“And the other?”
“Well, are you good with the sword or pistol? I presume you, as the challenged, will have choice of weapons.”
“My dear Tyrrell, fighting is out of the question. One man is a professional cut-throat; Szalay is a diplomat.”
“I have not handled a sword since I left the university,” his friend added.
“Naturally you don’t want to fight, no sane man does, especially over such imbecility. Though, of course, if you could hit this little bouncer it would be doing society a good service.”

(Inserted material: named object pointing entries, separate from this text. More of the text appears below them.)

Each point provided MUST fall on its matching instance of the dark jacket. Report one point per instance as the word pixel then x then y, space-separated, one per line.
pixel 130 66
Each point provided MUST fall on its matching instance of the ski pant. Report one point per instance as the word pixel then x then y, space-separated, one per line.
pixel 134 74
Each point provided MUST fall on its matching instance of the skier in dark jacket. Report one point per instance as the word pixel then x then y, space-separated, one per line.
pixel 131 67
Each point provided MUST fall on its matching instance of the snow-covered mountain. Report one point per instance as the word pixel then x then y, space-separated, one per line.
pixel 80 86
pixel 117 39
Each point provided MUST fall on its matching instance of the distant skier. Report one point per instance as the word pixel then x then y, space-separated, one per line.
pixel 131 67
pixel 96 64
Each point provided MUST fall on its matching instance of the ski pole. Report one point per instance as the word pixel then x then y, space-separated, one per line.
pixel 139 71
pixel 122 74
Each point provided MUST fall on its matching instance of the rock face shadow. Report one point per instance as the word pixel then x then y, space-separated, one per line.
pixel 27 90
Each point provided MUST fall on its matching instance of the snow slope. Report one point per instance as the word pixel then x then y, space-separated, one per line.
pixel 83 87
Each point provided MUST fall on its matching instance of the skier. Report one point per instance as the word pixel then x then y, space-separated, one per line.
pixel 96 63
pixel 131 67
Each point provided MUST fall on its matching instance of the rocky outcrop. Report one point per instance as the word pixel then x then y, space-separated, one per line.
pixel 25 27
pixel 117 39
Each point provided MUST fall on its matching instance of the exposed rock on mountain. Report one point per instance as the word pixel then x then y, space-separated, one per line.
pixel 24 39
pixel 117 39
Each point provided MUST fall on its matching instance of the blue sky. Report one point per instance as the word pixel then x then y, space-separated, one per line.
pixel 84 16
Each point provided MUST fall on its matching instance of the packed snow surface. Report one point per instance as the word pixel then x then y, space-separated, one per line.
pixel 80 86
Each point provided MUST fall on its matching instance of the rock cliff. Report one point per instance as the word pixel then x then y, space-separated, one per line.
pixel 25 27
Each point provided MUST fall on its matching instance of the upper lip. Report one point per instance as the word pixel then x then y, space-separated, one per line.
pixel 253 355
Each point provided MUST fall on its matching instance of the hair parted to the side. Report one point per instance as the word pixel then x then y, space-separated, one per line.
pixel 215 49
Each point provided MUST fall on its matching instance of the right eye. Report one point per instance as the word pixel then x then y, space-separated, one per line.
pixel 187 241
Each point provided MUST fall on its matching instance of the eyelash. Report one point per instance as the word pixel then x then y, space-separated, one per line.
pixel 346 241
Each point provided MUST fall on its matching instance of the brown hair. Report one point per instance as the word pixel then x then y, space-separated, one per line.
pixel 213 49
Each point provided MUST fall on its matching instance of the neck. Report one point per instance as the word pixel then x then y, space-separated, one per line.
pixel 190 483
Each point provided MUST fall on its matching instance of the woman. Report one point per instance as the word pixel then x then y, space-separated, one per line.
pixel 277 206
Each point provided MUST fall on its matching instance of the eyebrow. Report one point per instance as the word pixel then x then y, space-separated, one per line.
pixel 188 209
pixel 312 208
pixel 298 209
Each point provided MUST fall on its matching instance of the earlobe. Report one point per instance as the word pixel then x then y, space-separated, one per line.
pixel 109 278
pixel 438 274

“Well, I’ll go and see Paulssen at his quarters within the next hour,” Von Lindheim said, “and you shall know the result.”
So Szalay went off, in no very easy frame of mind.
“The worst of this business is,” my host remarked when we were alone, “that this Paulssen is himself a hot-headed young fool. He probably will not want this affair stopped, if he calculates on an opportunity for showing off. I must tell him he is only likely to make an exhibition of himself. Now, I’m sorry to hurry you. We may as well start together, and I will join you after the first act.”
On our way I found that the news I had been all day expecting had burst upon the city. Newsvendors were crying the “terrible suicide of Herr Rittmeister von Orsova.” The sudden announcement came as a shock to Von Lindheim, yet it did not seem to strike him as in any way unaccountable. I could see that he, like myself, knew more of the affair than he cared to tell. We bought a paper, and read it eagerly in the street. Von Orsova had been found by a servant early that morning lying dead in a corner of the great ball-room of the palace. By his side was an empty phial containing hydrocyanic acid; the unfortunate Rittmeister had evidently taken his own life, but the reason for the act was, up to that time, enveloped in mystery.
My companion looked very grave as he folded up the paper.